Table of Contents
Problem Statement
In this problem, we are given a length. We have to generate a string that has all characters an odd number of times. For example, aaaaab is a valid string because count(a)=5 and count(b)=1.
But, aaabbc is not a valid string here because count(b)=2 which is an even number.
Example
n = 4
"pppz"
Explanation:
“pppz” is a valid string since the character ‘p’ occurs three times and the character ‘z’ occurs once. Note that there are many other valid strings such as “ohhh” and “love”.
n = 2
"xy"
Explanation:
“xy” is a valid string since the characters ‘x’ and ‘y’ occur once. Note that there are many other valid strings such as “ag” and “ur”.
Approach
We can use a trick here.
If the length of string is odd number then we can use a single character throughout to create the string, and if the input length is even number then we can create a string having just two characters.
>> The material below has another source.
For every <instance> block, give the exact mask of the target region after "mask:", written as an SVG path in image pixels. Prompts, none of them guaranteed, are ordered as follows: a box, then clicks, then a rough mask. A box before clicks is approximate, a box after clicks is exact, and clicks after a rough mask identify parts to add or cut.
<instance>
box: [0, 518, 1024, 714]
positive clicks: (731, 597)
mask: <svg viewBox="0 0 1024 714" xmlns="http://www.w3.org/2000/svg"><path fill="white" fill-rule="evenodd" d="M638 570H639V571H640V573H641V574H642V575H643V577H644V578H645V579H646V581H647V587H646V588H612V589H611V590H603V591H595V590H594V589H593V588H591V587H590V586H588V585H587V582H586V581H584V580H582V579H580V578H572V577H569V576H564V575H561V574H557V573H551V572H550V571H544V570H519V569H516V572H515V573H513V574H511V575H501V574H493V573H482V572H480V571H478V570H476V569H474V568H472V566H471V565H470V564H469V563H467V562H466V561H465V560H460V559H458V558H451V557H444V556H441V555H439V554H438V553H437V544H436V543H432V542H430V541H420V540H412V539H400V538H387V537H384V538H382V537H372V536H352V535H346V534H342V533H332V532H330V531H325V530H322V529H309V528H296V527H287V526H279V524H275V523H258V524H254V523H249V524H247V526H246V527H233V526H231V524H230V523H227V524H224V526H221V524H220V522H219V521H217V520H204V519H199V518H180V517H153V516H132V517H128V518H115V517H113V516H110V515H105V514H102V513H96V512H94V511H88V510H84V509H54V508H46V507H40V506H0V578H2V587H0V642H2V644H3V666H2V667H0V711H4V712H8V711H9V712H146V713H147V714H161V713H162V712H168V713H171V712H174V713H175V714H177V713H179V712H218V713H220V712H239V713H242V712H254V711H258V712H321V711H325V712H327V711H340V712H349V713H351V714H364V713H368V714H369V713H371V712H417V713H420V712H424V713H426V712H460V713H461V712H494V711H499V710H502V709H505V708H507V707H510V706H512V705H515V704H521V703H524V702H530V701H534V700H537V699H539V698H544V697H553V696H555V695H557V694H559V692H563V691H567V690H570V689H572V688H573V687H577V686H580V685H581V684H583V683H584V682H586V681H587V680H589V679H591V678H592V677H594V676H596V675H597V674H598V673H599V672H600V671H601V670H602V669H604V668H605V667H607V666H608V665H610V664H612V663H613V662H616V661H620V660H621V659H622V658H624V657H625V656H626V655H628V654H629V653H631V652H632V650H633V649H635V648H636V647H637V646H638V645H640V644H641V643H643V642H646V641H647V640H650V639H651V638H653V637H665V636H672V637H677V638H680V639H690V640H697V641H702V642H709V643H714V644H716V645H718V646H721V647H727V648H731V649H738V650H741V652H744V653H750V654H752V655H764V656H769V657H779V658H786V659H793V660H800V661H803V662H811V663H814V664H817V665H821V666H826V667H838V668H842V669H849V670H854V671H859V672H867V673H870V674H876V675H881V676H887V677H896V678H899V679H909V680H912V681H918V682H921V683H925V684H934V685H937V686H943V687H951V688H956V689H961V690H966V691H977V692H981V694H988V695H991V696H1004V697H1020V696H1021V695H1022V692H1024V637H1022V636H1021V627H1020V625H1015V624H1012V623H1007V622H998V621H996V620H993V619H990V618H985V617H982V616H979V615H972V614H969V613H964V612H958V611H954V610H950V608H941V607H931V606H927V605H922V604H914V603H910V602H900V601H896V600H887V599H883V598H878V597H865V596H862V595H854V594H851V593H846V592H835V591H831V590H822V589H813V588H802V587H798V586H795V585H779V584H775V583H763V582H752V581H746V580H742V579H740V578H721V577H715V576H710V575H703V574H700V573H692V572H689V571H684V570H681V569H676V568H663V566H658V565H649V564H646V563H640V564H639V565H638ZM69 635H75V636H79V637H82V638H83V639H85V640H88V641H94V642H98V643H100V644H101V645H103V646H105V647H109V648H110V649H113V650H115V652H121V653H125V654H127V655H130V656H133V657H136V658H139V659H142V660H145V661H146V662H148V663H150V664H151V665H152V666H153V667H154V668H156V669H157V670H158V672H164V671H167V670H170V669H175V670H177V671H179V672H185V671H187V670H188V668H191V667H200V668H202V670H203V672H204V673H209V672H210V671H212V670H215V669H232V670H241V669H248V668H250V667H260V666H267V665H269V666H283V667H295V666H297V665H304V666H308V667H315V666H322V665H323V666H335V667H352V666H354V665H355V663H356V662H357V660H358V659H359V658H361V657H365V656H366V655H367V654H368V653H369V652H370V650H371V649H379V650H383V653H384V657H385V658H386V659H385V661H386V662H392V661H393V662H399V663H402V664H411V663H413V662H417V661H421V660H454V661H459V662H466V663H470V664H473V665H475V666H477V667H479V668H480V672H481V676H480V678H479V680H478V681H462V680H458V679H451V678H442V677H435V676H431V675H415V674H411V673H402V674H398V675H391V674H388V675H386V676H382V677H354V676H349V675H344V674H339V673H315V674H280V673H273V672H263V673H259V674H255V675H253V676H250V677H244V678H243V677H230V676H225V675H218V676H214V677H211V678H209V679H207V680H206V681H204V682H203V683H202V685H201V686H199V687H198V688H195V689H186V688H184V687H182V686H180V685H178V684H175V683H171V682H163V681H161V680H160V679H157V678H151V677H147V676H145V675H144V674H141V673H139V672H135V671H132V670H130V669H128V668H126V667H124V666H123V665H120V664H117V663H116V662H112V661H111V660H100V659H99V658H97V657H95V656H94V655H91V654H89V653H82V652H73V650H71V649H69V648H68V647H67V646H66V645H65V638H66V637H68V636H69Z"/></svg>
One character occuring n-1 times (which will be an odd number because n is even here) and anoter character just once (which is ofcourse an odd count).
For example n=4, our output will be aaab
and if n=3, our output will be aaa
we are just using characters a and b in our solution, there are more options of characters if you want.
Implementation
C++ Program for Generate a String With Characters That Have Odd Counts Leetcode Solution
#include <bits/stdc++.h>
using namespace std;
string generateTheString(int n)
{
string str;
if(n%2==0)
{
for(int i=0;i<n-1;i++) str.push_back('a');
str.push_back('b');
}
else
{
for(int i=0;i<n;i++) str.push_back('a');
}
return str;
}
int main()
{
int n=5;
cout<< generateTheString(n) << endl;
return 0;
}aaaaa
Java Program for Generate a String With Characters That Have Odd Counts Leetcode Solution
class Rextester
{
public static String generateTheString(int n)
{
StringBuilder sb=new StringBuilder();
if(n%2==0)
{
for(int i=0;i<n-1;i++)sb.append('a');
sb.append('b');
}
else
{
for(int i=0;i<n;i++)sb.append('a');
}
return sb.toString();
}
public static void main(String[]args)
{
int length=5;
System.out.println(generateTheString(length));
}
}aaaaa
Complexity Analysis for Generate a String With Characters That Have Odd Counts Leetcode Solution
Time Complexity
O(n): We are linearly iterating for the length given to just once. Therefore, the time complextity will be O(n).
Space Complexity
O(n): We are creating our output string, so we are using an extra space of length given. Therefore, space complexity also is O(n).